Всё в прошлом. Теория и практика публичной истории - стр. 34
Продуктивность взаимодействия краеведения и публичной истории обусловлена прежде всего тем, что институциональная база краеведения (объекты наследия, местные музеи, архивы, школы и т. д.) в значительной степени совпадает с той системой институтов, деятельность которой обеспечивает публичная история на Западе. Как уже отмечалось выше, эта сфера претерпевает значительные трансформации. Краеведение оказывается вовлечено в развитие туризма, культурного маркетинга и использование наследия как ресурс развития территорий. Локальное прошлое отчасти коммерциализируется: культурные предприниматели находят «бренды» и истории, которые могут быть интересны широким аудиториям. Другой важной тенденцией является развитие различных форм гражданской активности, в том числе инициативы по сохранению наследия и обсуждению трансформации городских пространств, увековечиванию памяти жертв и т. п. Наконец, еще одним фактором выступает новая культура частной памяти, подпитываемая интересом к семейной истории.
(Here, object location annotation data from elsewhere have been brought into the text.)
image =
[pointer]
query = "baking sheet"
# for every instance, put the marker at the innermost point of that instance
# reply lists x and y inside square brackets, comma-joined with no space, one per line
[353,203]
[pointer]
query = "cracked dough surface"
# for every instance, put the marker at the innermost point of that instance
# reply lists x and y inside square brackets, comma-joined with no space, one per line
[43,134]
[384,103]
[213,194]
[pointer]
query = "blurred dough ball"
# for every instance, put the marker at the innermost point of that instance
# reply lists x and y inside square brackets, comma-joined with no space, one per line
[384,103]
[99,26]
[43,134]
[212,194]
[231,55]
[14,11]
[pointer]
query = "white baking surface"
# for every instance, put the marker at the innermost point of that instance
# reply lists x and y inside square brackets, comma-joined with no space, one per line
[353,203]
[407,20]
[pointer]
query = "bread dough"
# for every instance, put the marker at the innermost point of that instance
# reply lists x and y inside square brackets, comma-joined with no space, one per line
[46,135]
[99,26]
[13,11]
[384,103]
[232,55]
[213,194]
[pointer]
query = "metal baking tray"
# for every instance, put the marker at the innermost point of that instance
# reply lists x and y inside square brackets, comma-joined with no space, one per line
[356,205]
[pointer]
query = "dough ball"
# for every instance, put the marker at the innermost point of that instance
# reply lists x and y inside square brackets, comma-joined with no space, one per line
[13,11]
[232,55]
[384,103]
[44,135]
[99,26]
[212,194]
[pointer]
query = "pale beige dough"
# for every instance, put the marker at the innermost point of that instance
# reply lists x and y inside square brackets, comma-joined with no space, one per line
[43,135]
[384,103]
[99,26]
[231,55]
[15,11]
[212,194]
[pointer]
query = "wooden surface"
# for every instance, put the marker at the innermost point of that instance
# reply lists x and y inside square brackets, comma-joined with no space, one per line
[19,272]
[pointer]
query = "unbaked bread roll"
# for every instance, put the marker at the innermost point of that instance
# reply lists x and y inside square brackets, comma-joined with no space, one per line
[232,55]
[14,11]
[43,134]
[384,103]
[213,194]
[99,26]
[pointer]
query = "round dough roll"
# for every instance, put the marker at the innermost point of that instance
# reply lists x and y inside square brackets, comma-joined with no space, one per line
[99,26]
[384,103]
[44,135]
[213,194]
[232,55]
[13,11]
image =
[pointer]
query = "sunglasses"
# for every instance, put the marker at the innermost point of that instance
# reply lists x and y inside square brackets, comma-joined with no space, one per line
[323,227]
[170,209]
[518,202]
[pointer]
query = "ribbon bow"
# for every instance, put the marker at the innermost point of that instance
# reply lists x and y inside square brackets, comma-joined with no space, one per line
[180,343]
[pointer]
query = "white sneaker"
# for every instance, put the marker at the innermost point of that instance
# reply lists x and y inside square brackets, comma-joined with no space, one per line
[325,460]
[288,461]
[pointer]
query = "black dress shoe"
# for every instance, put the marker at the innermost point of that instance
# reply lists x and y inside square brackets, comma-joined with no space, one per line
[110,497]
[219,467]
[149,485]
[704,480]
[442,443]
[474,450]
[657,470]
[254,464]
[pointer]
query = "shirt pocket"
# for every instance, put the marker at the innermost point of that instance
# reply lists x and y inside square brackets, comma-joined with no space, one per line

Переопределение взаимоотношений между академической наукой и публикой по поводу общего прошлого и исторического наследия делает особенно актуальным изучение традиций создания локального знания в разных обществах, осмысления существующих нарративов и практик. Насущной задачей представляется преодоление геттоизации краеведения, связанной как с замкнутостью официальной науки, так и с культивированием в рамках краеведения архаических моделей производства и представления знания (в частности, представлений о целостности региона или приоритете архаического прошлого). Опыт публичной истории, опирающийся на достижения различных дисциплин (от культурной географии и урбанистики до исследований памяти), мог бы сыграть важную роль в формировании новых перспектив краеведческой (само)рефлексии.